2017/4/29 売り切れました。
モダナイズと豊かな情感の融和。南米の20世紀ポピュラー音楽をアルゼンチンらしく研ぎ澄まされたフォルクローレ・ジャズのアンサンブルで刷新するベース奏者/S.S.W.と女性シンガーのデュオ作。
2014年第6回ジャズ・アンサンブル・フェスティバルへの参加をきっかけに始動したプロジェクトの結晶。ジャズのトリオ編成から、メランコリアを感じさせるS.S.W.ギジェルモ・カポッチらのサイドで屈指のコントラバス奏者/アレンジャーとして、そしてメロウなうたものにこだわった自身のリーダー作まで発表しているパブロ・トッシ。3年前にオーガニックな風合いのアコーステイックなフォルクローレ作を発表している女性シンガー、パトリシア・ピオホ・サッピア。
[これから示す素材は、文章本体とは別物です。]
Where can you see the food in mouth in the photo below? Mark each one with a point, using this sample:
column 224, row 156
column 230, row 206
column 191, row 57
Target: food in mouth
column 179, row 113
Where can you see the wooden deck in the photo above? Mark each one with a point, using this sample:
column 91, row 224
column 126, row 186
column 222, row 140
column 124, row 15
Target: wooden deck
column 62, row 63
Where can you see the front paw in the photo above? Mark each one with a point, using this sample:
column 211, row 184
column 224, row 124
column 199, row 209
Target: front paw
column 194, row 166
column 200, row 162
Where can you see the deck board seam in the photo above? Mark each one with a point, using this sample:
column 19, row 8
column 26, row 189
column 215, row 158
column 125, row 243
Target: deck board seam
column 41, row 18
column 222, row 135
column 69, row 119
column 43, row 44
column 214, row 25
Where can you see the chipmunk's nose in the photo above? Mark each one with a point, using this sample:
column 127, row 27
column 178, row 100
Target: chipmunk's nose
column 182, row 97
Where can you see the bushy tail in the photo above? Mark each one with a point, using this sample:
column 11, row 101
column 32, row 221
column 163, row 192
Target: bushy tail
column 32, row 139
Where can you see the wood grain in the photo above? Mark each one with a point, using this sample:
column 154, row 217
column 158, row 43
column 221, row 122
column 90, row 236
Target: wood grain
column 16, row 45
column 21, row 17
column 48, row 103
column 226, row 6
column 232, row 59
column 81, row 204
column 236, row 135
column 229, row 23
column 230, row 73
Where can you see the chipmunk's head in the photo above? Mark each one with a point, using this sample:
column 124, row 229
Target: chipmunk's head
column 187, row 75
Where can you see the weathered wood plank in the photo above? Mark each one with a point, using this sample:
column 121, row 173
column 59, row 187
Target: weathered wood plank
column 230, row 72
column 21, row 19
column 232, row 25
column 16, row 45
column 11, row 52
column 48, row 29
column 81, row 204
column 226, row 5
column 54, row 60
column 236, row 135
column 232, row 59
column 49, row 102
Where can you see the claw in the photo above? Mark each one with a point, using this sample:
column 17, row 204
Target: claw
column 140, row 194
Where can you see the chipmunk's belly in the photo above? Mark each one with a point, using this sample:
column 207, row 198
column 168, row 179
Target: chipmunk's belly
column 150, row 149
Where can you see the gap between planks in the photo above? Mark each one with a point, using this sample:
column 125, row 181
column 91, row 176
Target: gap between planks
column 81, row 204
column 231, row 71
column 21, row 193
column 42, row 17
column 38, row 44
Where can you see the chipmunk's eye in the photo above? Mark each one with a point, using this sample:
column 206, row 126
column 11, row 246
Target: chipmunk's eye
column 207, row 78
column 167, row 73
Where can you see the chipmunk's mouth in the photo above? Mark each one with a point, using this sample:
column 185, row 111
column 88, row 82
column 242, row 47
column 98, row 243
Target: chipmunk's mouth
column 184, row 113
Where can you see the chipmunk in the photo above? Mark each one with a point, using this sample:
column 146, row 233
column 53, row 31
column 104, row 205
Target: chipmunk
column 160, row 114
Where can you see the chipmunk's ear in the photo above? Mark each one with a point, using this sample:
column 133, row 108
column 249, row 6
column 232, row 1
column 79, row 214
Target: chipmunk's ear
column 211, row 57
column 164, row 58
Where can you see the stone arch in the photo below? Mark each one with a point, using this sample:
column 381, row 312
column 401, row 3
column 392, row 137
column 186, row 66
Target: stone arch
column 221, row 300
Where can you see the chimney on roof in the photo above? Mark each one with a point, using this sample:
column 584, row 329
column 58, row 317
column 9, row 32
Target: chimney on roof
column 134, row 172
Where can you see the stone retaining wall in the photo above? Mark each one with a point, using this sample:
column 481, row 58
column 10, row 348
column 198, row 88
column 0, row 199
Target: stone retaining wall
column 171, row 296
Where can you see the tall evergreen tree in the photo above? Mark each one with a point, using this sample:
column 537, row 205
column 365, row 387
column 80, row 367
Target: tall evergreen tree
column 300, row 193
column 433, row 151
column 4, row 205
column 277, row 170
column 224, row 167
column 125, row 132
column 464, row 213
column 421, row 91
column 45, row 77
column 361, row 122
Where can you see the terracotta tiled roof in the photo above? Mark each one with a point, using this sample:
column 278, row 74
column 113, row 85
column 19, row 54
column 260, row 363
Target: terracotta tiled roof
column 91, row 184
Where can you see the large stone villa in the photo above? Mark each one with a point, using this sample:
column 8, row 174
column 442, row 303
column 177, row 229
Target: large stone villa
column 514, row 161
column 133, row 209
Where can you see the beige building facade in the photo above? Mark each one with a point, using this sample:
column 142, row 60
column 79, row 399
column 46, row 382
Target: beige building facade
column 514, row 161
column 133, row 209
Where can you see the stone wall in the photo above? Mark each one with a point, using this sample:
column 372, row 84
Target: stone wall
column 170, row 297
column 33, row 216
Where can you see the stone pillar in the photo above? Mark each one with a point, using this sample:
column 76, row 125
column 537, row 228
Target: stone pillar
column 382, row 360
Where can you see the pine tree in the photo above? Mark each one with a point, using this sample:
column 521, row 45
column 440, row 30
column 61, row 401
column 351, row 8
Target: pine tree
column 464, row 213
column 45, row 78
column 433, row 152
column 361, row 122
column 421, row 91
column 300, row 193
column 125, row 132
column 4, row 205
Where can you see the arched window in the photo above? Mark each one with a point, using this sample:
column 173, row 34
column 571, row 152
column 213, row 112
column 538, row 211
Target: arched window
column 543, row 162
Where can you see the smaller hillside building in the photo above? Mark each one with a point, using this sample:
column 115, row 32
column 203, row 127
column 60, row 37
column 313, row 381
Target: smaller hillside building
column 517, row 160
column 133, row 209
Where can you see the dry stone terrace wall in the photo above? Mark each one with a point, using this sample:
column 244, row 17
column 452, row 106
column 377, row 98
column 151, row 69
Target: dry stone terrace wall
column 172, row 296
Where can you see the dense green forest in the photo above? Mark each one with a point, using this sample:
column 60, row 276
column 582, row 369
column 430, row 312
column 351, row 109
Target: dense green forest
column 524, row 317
長い咆哮にも似たコントラバスのロング・トーン、そしてベルナルド・モンクの木管(ss, cl, flute)やオラシオ・ノベロ(per)、アレハンドロ・カリノスキ(p)、マティアス・ルビノ(bdn)らの少ない音数による研ぎ澄まされたアンサンブルで、冒頭のEFX処理も為された前衛タッチなボリビアの民間伝承曲には驚かされますが、ビオレータ・パラ(チリ)作"Arriba Quemando El Sol"や、チャブーカ・グランダ(ペルー)作"Una Larga Noche" 、トム・ジョビン(ブラジル)作"Fotografia"、アグスティン・ララ(メキシコ)作"Piensa en Mi"、先住民グアラニーの古いメロディにオマージュを捧げた"Recuerdos de Ypacarai"(パラグアイ)など本デュオが唄も共有する前世紀からのレパートリーは抜群に新鮮な印象を受けます。コンテンポラリーでフュージョニックなジャズのアレンジがルーツ音楽の刷新にすこぶる好作用をもたらし、カヴァー・イメージ通りの聖なる祈りにも、静かに燃える魂の情念にも聴こえてきます。
2017/3/27 動画追加しました。